This code repository aims to facilitate reproducibility of research results involving deep learning models for breast cancer detection in digital mammography. The code demonstrates the training and testing of state-of-the-art convolutional neural networks which build the core component of most commercially available breast cancer AI systems. The default model in the code base is a ResNet-18, but this can be easily adjusted to higher capacity models (e.g., ResNet-50). The training routine implements state-of-the-art data augmentation techniques including photometric and geometric transformations that are randomly applied to the training images to improve the model robustness and generalization to unseen data.

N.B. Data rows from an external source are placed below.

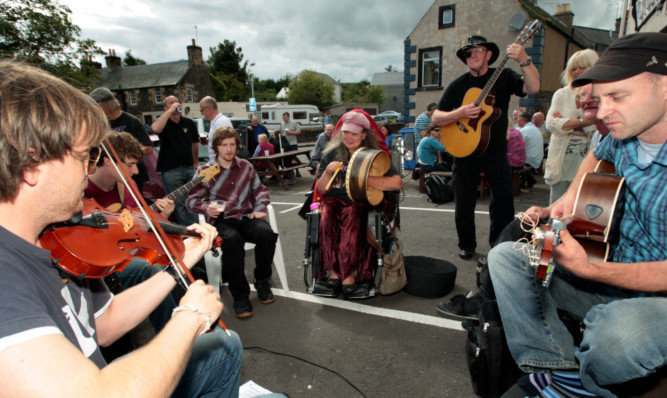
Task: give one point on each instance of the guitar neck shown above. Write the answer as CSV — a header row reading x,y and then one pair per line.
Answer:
x,y
181,191
492,81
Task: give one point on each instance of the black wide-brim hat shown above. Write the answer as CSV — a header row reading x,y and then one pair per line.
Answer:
x,y
474,41
629,56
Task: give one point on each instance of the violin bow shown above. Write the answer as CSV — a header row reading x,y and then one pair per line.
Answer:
x,y
167,246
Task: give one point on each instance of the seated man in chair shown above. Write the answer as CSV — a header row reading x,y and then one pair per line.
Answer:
x,y
243,219
622,300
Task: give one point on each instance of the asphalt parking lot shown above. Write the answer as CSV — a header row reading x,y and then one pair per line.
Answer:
x,y
387,346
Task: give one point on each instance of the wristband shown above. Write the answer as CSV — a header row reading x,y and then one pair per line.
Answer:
x,y
190,307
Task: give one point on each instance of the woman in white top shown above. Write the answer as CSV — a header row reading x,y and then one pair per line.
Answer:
x,y
570,131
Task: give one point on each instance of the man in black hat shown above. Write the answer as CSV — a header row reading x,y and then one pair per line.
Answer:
x,y
478,54
622,301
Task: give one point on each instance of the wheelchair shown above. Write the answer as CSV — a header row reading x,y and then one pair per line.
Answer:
x,y
380,230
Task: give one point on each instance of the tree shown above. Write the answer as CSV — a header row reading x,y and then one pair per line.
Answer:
x,y
226,64
40,32
309,88
131,60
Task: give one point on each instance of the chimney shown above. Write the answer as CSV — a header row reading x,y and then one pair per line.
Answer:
x,y
113,62
195,56
564,14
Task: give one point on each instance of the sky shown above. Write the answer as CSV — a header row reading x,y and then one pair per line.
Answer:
x,y
349,40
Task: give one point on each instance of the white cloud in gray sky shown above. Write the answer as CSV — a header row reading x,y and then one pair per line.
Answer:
x,y
347,39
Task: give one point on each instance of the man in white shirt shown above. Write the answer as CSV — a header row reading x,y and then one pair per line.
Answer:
x,y
534,145
209,109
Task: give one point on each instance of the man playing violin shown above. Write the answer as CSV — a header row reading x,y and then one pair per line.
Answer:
x,y
478,54
52,324
621,301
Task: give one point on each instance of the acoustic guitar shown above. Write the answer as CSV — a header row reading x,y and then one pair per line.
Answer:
x,y
592,223
470,137
204,176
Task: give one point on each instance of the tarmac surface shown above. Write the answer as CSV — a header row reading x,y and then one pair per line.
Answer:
x,y
387,346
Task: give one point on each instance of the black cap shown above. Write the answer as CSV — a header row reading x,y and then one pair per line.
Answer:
x,y
629,56
474,41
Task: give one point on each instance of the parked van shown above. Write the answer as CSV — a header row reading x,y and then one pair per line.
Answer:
x,y
272,115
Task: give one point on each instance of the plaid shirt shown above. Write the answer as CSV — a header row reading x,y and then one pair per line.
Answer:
x,y
238,185
643,226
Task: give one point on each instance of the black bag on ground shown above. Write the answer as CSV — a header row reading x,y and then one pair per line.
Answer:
x,y
437,189
492,368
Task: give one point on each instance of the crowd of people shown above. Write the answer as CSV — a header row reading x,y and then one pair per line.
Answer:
x,y
611,108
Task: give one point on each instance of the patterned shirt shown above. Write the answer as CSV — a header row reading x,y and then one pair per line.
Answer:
x,y
238,185
643,223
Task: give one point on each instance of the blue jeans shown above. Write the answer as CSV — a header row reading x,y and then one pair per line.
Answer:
x,y
171,181
214,368
625,336
138,271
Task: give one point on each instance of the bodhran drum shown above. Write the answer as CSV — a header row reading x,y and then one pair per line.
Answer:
x,y
364,163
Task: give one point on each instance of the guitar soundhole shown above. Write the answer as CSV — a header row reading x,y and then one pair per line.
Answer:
x,y
593,211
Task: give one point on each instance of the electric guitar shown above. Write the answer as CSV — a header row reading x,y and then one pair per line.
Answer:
x,y
592,223
466,137
204,176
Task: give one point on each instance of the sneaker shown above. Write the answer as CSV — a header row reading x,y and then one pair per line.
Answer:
x,y
243,308
264,291
461,307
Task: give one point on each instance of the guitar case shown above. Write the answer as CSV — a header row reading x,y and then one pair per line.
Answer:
x,y
429,277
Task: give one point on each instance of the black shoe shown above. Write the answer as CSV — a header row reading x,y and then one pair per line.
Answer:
x,y
357,291
243,308
466,254
264,291
327,288
461,307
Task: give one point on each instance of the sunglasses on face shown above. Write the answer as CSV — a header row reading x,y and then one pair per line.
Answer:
x,y
469,53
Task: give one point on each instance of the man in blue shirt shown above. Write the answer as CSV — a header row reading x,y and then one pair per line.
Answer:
x,y
621,301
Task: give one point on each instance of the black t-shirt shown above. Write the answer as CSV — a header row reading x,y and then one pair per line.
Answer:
x,y
509,82
130,124
176,144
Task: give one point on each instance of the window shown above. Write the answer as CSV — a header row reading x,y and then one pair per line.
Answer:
x,y
447,16
429,67
301,115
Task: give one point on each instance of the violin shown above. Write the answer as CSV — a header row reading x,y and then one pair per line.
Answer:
x,y
97,242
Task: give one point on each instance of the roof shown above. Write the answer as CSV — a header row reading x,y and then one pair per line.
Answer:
x,y
142,76
387,79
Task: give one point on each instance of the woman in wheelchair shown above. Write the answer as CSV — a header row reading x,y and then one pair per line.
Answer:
x,y
347,260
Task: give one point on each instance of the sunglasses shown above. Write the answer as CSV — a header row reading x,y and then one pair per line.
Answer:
x,y
469,53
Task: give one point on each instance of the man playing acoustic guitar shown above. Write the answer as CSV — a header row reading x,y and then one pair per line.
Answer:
x,y
621,301
478,54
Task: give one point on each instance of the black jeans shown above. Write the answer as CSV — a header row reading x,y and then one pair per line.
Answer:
x,y
235,233
466,173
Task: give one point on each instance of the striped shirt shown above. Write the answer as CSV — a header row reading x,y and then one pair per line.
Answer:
x,y
643,223
239,186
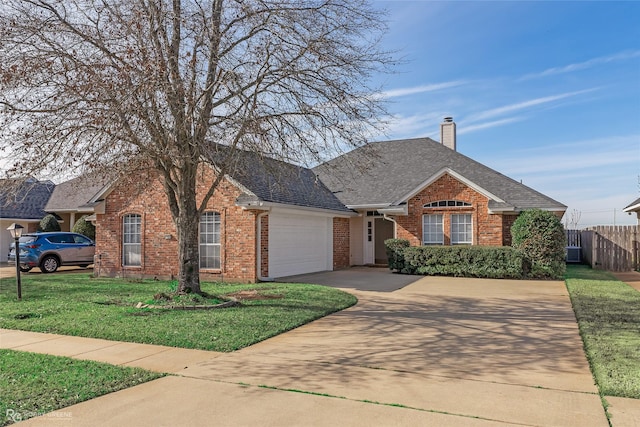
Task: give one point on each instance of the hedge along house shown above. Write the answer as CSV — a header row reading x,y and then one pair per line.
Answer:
x,y
428,193
271,219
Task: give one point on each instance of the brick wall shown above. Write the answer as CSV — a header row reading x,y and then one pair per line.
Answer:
x,y
264,246
159,245
341,250
488,229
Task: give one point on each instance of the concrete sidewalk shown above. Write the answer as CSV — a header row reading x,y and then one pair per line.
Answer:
x,y
441,351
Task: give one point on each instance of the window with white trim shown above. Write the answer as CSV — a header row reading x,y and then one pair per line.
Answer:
x,y
210,240
432,230
447,204
461,229
132,240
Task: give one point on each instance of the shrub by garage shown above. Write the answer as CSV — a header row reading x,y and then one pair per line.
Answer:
x,y
463,261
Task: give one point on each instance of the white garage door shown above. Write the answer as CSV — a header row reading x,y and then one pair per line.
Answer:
x,y
299,244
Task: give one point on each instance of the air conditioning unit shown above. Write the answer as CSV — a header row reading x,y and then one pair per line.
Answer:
x,y
574,254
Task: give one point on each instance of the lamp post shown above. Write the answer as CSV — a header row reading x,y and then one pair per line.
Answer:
x,y
16,233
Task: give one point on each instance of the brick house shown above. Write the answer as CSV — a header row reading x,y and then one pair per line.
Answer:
x,y
275,219
272,220
425,191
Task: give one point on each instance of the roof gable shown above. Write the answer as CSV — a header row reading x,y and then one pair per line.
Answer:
x,y
454,174
77,194
264,179
24,200
386,173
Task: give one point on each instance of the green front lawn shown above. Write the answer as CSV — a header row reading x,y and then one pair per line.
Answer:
x,y
34,384
608,313
77,304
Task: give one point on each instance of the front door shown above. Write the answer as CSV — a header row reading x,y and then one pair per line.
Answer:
x,y
383,231
376,231
369,240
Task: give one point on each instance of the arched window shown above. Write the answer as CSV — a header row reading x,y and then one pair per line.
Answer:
x,y
132,240
210,240
447,204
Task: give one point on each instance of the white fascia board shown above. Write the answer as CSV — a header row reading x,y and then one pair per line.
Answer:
x,y
20,220
517,211
285,208
395,210
455,175
369,207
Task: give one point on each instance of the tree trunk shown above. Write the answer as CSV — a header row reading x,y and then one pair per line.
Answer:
x,y
188,254
187,219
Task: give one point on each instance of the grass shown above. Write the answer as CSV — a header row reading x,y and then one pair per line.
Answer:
x,y
608,313
34,384
77,304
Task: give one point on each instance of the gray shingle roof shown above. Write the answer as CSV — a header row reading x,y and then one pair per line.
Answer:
x,y
24,200
381,173
73,195
275,181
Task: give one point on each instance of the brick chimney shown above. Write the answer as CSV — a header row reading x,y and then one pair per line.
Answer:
x,y
448,133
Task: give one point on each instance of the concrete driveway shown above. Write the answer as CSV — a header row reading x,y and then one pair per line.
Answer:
x,y
377,279
438,352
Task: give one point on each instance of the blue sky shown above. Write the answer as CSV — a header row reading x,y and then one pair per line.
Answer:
x,y
546,92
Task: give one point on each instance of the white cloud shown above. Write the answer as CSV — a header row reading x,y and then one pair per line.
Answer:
x,y
487,125
622,56
394,93
507,109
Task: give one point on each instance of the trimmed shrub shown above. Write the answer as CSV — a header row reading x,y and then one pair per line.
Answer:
x,y
84,227
495,262
395,253
541,237
49,223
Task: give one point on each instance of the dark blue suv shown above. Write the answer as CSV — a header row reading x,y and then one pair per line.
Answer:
x,y
48,251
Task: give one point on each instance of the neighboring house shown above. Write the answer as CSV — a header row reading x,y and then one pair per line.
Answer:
x,y
22,203
634,207
428,193
74,198
275,219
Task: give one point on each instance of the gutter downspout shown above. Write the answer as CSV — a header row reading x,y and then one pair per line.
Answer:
x,y
259,248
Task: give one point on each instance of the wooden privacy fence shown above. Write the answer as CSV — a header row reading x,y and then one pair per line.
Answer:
x,y
613,248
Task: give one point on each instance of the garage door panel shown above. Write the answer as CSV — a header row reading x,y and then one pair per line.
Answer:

For demonstration purposes, the repository uses the publicly available VinDr-Mammo dataset. Note, the dataset is somewhat limited in terms of number of samples (14,000 images for training, 6,000 for testing). State-of-the-art breast cancer detection AI systems are commonly trained on several hundreds of thousands of mammograms. Also note that the VinDr-Mammo dataset has only cases with BI-RADS labels 1 to 5, but no confirmed negative cases with long-term follow-up and no biopsy-confirmed positive cases.
For running the code, we recommend setting up a dedicated Python environment.
The code has been tested on Windows 11 and Ubuntu 22.04 operating systems. The training and testing of the breast cancer detection model requires a high-end GPU workstation. For our experiments with the code base, we used an NVIDIA Titan X RTX 24 GB. If less memory is available, the default value for the variable batch_size
in script mammo-net.py may need to be decreased.
We recommend the use of Visual Studio Code for experimenting with the code base.
Create and activate a Python 3 conda environment:
conda create -n mammo python=3
conda activate mammo
Check out instructions for how to install PyTorch using conda or pip.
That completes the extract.